Life

The Casual Gardener: Happy compost to you...

As you unwrap your presents tomorrow and prepare the Christmas dinner, John Manley suggests you have one eye on your compost heap

Fertilise and condition your soil with homemade compost
Fertilise and condition your soil with homemade compost Fertilise and condition your soil with homemade compost

WHEN it comes to generating waste, Christmas signals a massive spike. Even many welcome gifts for adults come with excessive packaging but kids toys are by far the worst, and leave many a bin brimming with polystyrene, wrapping paper and cardboard. Then there’s the food. To deal with the Christmas glut you need to be resourceful or have a dog to eat leftovers.

The only use I’ve thus far found for polystyrene is to bulk out big pots. It’s a light material and it doesn’t rot when it gets wet, so rather than fill the bottom of a large container with stones or earth, I break up the moulded polystyrene packaging and use chunks of it instead, just above some crocks of broken plant pots or roof tiles. It forms a well-drained layer that saves on compost and also means the pot is easier to manoeuvre. Unfortunately, when you’ve got young children, the supply of polystyrene far outstrips demand, so plenty will inevitably end up in landfill.

A green gardener, however, should never have to throw away cardboard. This free and lightweight resource has two key applications. Plain brown cardboard and moulded pulp such as egg boxes will help maintain the equilibrium in your composting process. Like leaf mould and straw, cardboard is carbon – or ‘brown’ – material which is essential for offsetting the effects of nitrogen – or green – material, such as grass cuttings, fresh manure and kitchen waste. This right combination creates the perfect conditions for the micro-organisms to get work breaking down fresh waste and turning it into a dark, crumbly material that won’t be unpleasant to smell.

Waxed or laminated cardboard is less easy to compost due to the inorganic film that often covers it. However, its sturdiness makes it ideal for laying flat on ground you’re planning to reclaim.

The many hefty feasts over the festive period will generate a lot of kitchen waste that can all be recycled for the benefit of the garden. If a dog’s too lively for you, why not get some worms to turn your scraps into compost? A wormery may sound smelly and dirty but this is far from the case and in places where space is limited, people even have them in their kitchen or utility room. The worms will even slowly compost modest bits of leftover meat though I wouldn’t fancy that happening in the corner of my kitchen.

I keep my wormery at the far end of the garden where it plays an equal role in a three-pronged compost-making process that also involves a sealed composting bin and a traditional heap. All three are fed a diet of roughly two parts green to one part brown

material, including generous helpings of cardboard.

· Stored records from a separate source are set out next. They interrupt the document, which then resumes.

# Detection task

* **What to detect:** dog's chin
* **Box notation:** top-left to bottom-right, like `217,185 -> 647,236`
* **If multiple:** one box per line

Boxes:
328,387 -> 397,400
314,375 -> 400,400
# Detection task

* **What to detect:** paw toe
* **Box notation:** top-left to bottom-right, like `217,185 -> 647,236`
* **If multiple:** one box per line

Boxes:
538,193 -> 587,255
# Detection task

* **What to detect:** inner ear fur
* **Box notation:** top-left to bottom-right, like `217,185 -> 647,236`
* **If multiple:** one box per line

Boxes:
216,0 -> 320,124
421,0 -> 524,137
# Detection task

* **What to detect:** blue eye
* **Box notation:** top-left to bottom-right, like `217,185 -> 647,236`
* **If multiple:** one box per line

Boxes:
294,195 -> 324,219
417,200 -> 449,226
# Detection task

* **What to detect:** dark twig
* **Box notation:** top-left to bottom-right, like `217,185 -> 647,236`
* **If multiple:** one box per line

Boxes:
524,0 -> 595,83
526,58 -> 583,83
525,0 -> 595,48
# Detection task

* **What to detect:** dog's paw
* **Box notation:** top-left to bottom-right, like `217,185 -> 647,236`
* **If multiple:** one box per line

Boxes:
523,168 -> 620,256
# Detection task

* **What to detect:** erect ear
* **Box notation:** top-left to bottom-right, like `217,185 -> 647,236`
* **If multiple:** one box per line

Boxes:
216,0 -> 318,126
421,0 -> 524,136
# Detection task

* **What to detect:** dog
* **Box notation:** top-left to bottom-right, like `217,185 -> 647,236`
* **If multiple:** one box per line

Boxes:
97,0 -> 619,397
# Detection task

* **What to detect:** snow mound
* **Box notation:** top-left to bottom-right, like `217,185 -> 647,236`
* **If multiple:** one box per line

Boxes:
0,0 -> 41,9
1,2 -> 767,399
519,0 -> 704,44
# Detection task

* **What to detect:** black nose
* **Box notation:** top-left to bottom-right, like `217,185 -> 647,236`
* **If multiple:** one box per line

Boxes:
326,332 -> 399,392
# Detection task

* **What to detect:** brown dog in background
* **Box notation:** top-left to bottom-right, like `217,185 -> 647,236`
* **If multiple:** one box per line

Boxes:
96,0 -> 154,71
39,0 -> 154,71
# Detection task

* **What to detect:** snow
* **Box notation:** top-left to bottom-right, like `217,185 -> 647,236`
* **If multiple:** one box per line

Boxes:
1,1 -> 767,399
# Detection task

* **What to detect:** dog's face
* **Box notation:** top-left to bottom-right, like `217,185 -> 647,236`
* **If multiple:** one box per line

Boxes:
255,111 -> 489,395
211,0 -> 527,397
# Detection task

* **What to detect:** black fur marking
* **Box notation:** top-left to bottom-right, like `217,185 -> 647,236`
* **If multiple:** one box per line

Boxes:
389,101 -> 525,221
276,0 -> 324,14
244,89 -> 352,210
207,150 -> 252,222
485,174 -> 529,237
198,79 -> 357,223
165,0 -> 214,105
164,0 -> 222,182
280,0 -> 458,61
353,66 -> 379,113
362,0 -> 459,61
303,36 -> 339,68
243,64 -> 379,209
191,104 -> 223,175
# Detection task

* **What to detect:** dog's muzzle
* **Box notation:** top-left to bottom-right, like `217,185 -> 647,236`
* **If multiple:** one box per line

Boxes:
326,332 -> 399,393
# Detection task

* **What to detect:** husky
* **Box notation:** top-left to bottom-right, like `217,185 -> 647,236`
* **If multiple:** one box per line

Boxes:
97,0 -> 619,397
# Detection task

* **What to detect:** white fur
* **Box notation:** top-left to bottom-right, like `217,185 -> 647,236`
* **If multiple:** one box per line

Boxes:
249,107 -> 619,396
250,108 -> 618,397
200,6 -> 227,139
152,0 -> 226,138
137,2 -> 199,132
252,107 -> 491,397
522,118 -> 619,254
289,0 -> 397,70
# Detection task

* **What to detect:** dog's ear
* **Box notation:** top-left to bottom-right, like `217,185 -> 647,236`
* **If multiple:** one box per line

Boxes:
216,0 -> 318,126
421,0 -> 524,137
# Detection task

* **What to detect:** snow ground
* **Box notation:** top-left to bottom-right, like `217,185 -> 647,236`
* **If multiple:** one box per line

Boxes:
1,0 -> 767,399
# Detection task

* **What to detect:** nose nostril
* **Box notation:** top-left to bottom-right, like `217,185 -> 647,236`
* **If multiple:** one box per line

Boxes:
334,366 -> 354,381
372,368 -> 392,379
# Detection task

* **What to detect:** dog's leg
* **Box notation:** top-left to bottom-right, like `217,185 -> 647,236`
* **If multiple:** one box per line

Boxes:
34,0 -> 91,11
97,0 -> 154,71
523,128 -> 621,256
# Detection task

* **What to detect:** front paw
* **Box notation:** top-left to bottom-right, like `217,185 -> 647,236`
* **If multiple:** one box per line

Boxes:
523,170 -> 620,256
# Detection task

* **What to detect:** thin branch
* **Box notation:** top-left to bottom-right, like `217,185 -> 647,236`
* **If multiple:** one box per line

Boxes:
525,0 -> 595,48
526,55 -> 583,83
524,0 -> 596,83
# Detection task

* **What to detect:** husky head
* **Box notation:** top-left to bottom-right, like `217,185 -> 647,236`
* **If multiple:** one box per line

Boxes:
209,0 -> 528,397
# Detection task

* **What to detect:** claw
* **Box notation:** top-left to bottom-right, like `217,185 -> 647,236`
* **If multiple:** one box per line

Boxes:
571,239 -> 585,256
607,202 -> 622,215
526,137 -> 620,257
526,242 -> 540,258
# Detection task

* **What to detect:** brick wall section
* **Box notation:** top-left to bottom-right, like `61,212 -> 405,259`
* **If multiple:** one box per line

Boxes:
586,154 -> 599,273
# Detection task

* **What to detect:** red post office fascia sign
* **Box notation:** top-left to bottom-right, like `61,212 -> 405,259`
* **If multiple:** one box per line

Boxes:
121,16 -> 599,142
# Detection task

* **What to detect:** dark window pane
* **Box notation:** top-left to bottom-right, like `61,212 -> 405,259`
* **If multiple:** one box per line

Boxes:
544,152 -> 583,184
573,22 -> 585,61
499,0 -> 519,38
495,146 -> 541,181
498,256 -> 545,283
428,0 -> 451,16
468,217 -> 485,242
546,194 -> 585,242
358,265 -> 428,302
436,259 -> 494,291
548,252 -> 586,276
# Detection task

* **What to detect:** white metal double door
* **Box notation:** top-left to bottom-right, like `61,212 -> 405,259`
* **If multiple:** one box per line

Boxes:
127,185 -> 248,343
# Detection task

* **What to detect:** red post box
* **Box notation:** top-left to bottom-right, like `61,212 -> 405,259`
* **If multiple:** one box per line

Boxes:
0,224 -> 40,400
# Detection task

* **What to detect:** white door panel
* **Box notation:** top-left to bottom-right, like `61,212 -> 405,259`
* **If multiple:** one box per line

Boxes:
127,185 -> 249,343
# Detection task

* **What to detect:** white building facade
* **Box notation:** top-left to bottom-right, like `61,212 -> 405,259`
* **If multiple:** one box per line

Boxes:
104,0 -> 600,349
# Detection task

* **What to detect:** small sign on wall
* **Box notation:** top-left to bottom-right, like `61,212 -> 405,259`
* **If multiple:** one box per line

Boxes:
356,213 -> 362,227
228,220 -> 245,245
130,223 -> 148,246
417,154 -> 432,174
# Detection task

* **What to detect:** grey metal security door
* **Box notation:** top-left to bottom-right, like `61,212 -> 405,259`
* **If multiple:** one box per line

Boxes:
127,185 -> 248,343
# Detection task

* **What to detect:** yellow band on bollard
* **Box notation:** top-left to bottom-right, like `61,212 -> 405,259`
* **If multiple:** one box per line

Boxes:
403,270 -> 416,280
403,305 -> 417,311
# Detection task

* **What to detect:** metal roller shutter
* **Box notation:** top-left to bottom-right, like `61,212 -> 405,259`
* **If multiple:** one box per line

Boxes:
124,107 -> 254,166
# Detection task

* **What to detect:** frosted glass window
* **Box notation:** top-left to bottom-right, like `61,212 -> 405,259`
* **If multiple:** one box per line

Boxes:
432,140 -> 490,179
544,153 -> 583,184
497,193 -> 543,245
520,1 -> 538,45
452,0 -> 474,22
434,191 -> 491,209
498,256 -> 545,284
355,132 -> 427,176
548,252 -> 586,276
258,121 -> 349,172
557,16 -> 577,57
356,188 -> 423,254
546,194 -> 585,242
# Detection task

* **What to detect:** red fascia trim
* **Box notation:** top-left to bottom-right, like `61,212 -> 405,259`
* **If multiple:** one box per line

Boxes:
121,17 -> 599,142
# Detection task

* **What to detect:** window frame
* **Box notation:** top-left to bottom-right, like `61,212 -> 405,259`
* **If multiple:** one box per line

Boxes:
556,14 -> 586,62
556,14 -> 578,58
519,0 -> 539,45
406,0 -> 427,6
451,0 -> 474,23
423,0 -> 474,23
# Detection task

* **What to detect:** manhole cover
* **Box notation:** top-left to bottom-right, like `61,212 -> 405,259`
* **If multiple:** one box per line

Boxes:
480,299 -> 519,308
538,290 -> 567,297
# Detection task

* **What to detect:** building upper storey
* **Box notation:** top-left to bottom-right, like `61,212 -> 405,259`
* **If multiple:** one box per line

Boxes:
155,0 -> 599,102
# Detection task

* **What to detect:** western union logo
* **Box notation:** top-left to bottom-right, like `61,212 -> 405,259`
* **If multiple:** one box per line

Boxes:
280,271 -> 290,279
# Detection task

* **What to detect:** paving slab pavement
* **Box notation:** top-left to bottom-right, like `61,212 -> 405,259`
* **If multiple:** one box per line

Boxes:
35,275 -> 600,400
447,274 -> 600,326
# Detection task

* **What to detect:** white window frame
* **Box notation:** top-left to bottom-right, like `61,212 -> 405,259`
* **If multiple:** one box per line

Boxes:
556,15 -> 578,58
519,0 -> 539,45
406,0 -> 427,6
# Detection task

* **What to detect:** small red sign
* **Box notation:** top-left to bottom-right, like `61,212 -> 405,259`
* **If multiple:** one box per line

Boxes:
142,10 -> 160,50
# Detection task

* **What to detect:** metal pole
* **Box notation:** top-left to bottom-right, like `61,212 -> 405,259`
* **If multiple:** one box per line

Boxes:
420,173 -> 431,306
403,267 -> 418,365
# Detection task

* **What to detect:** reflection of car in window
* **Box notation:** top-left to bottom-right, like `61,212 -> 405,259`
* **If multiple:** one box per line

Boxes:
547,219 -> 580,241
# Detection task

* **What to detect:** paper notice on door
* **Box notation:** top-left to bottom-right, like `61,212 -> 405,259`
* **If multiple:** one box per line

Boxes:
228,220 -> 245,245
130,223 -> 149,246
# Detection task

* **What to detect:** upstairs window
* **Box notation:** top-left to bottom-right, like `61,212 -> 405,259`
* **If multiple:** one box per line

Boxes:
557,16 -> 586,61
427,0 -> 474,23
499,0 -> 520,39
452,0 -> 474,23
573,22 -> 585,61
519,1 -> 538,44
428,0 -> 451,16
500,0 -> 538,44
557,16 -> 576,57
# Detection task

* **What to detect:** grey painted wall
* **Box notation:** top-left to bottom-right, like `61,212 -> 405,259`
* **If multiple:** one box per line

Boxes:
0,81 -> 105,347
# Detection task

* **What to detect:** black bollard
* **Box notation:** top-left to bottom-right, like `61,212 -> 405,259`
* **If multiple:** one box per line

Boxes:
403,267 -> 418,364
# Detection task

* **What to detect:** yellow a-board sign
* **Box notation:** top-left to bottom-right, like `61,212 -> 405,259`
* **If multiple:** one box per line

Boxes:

The sealed bin – a ‘Green Johanna’ no less – is designed to be vermin proof, which means it’s used to process the majority of the household’s kitchen waste. In smaller quantities the same sort of stuff goes in the wormery where a more intensive process creates a finer, richer worm cast. The liquid created and collected in a sump at the base of the wormery is drawn off with a tap and diluted to make an organic plant feed. The heap, meanwhile, is for courser waste, much of it from the garden.

Over the festive period I plan to add material composted from leftovers last Christmas to my vegetable beds as a mulch. With the help of micro-organisms, worms and the elements – including a few good frosts – they’ll be ready by late spring for young Brussels sprouts.